People were also still talking about Lee’s Colombia story, “The Landless.” Aaron Lincoln of Gloucester, England, said he likes to read CT stories like this one with an online map at hand to make “an otherwise distant place or foreign people instantly more local.” And Cheryl Berto of Delta, British Columbia, declared, “If the blessing of God is a life of ease and prosperity, then we have missed the plot. This article is an excellent help for us in getting back on track with what kingdom living means.”
Alexandra Mellen Conversations editor
Trump-Era Controversies Had a Measurable Effect on Church Attendance
Not surprising given that in a lot of American churches, Dems weren’t made to feel welcome after Trump’s election.
@johnegibson (X/Twitter)
You may want to look up the definition of “correlation is not causation” before asserting something like this. Blaming Trump is easy. The church looking at itself as the source of millennial decline is probably harder.
@ClaytonArnall (X/Twitter)
The Black Church Models a Different Conversation About ‘Gender Roles’
I was really excited to hear more about what is being modeled differently, but this article was nothing about that. It was all about complementarian versus egalitarian without the terms.
@nad_mills (Instagram)
Thank you @ct_mag for continually highlighting the whole Body. More, please!
@drnaimalett (Instagram)
Our Divided Age Needs More Talk of Enemies
I believe we need far greater clarity on what it means to be a Christian—what it means to be in covenant with God through Jesus Christ, driven by a worshiping heart to a relationship of believing loyalty and intimate communication. Then we will see clearly what the counterfeit is.
Doug Michalak (Facebook)
Blessed Are the Thrifty?
Susan Mettes’s article arrived two days before my scheduled financial review. I read it twice, underlining points that reflected my beliefs about the gospel’s truths regarding wealth and reconsidering beliefs I have held for decades. While I too have no one-fits-all answers, Mettes clarified so many points regarding generosity, thrift, and simple living. When I go for my appointment, I will be prepared with a clearer head considering the spiritual meaning of these financial issues and decisions needed.
Lloyd Kaufman, Des Moines, IA
I Stumbled in the Steps of the Good Samaritan
When you serve those in need, you don’t become Christ to them; they become Christ to you.
Ben Kucenski (Facebook)
Jesus did not call the Samaritan “good.” In fact the word good is not used in the parable, which is about what it means to be a neighbor.
@gdavidritchie (X/Twitter)
There was no “good Samaritan” in Jesus’ day—at least not to his hearers.
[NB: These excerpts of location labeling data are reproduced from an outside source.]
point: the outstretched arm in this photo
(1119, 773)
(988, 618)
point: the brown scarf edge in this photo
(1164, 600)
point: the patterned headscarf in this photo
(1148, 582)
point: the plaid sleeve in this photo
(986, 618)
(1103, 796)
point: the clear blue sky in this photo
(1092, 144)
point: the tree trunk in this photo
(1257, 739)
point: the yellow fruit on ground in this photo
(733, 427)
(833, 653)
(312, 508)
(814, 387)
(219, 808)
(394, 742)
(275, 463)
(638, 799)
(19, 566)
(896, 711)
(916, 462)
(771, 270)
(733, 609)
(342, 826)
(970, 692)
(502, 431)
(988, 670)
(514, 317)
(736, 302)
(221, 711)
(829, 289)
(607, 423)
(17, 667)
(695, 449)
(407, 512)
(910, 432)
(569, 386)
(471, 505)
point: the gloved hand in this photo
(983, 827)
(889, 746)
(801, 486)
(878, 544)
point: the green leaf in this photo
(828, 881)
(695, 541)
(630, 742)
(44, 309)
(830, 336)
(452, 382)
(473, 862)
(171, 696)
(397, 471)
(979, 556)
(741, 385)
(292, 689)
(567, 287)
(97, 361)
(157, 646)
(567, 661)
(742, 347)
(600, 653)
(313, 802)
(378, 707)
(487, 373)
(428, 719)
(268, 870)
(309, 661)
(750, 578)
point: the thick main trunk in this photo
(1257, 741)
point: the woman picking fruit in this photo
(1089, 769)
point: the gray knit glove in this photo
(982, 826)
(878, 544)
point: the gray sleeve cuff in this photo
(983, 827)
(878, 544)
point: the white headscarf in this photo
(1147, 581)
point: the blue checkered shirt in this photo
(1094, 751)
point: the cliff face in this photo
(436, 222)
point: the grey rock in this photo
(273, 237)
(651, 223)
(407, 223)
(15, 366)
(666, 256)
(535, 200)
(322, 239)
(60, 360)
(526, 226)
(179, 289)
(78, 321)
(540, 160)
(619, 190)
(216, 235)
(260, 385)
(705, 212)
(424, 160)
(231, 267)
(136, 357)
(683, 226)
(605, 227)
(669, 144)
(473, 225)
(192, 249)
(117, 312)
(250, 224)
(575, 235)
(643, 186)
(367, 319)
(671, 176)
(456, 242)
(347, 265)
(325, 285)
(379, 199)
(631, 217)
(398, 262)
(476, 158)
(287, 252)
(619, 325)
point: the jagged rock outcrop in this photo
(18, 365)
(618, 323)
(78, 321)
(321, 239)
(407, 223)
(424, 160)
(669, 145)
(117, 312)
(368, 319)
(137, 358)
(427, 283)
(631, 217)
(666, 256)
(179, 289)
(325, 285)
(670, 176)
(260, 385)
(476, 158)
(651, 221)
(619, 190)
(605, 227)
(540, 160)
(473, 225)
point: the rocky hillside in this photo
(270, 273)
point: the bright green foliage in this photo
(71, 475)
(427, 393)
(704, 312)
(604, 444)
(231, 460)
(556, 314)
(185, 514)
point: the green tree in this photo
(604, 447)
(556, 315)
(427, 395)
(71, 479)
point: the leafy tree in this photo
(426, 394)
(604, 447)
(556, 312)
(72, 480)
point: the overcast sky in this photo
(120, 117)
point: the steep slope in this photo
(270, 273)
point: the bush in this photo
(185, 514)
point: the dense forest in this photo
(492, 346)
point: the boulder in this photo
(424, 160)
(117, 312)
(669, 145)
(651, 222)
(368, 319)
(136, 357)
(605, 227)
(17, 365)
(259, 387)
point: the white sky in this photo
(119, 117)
To that crowd, the only “good” Samaritan was a dead Samaritan. The point of the story is not that he did the right thing, but that the wrong person did the right thing. In our Western evangelical culture, when we are good, we see ourselves as the good Samaritan, and this blinds us to the goodness of God in “the other.”
Bob Gadd Maple Ridge, British Columbia
Behind the Scenes
While I was working on “The Crossing,” some American Christians told me about their disappointment with their fellow citizens’ attitude toward migrants. People in other countries seem more welcoming, they said.
A couple weeks later, I flew to Colombia. In Medellín, I met an Uber driver who asked what a Korean American woman was doing alone in Colombia. I told him I was reporting on the migration crisis, and his face soured. “These migrants,” he complained, “are uncivilized. They’ve come to contaminate our beautiful city.” When I later told him I grew up with Chinese people, his expression twisted again.
The instinct to fear and distrust the stranger is human nature, in El Paso or Medellín. This complicates the work of peacemaking at the US-Mexico border and the ministry of a church at the Venezuela-Colombia border. Yet in these places I also witnessed the purest form of human nature—the image of God.
I too tend to get cynical about people—that seems to come with being a journalist. But my work at CT has been healing my cynicism as I report on God’s people doing kingdom work—shining the glory of what’s both here and yet to come.